# Help picking a tarpon reel



## liquid2 (Jul 21, 2009)

In July I'm headed to my daughter and son in laws home in Miami and I will be tarpon fishing from a kayak.

I have been looking at some reels and I am trying to decide between a Calcutta 700b or the 400b and the cheaper Charter special. 

I think he usually fishes with live for tarpon but I think I might like the option to cast lures. If I want to cast lures is the Calcutta the only option?

If I go with the Calcutta would I need the 400 or 700? The 400 holds 305 yards of power pro and the 700 holds 620 yards of power pro.

The Charter special has a lever drags and max drag of 33lbs, the Calcuttas drag is around 17 lbs. Since I will be in a kayak does the drag pressure matter less since there is less leverage?

Thanks for your help,


----------



## jared_simonetti (Jul 17, 2006)

I use a calcutta 400 on a 8' g loomis, i throw lures at them here i use baitbusters or other large swim baits. Im in the tampa bay area.


----------



## liquid2 (Jul 21, 2009)

Thanks for the help,
I decided on the Calcutta TCE400


----------



## Tarponchaser (May 25, 2005)

When I was a kid, I hooked a six footer on a Zebco 33 with 10# line. I think the 400 will be better.

Good luck. However; if you look at past posts you will find that I think that Kayaks are unfair. Us poor boaters have to pull the fish to us.

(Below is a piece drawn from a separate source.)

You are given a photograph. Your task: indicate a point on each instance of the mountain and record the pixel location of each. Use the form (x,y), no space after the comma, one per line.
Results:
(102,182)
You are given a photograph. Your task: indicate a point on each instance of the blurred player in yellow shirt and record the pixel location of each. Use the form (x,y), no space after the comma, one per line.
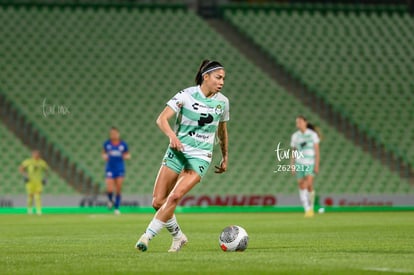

You just reel youself to the fish.

TC


----------



## liquid2 (Jul 21, 2009)

So how did it work out with the Zebco?


----------



## cpthook (Jan 16, 2008)

I'm using the TLD 15's for trolling and calcutta 700's for casting. allot of the guys are using the 400's, it personal preference. keep in mind the Galveston tarpon range between 100 and 190lbs with allot of 130 to 160 class fish


----------



## Tarponchaser (May 25, 2005)

Liquid2,

The Zebco worked fine for the first hundred yards... third jump .... she jumped three more times with my popping cork in hot pursuit going under the Copano Bridge.

TC

Haven't seen either since.


----------



## CrazyYak (Mar 16, 2005)

liquid2 said:


> Thanks for the help,
> I decided on the Calcutta TCE400


The Calcutta 400 is the perfect size and capacity for targeting Tarpon from a kayak and a on the light side for boat fishing. My only complaint is the medium speed gear ratio, wish it was a little faster. Spooled mine with 50lb braid and added the power handle. Sight casted and hooked two fish at POC last year with it, what a rush!


----------



## liquid2 (Jul 21, 2009)

Yea I just ordered the power handle a couple of days ago.


----------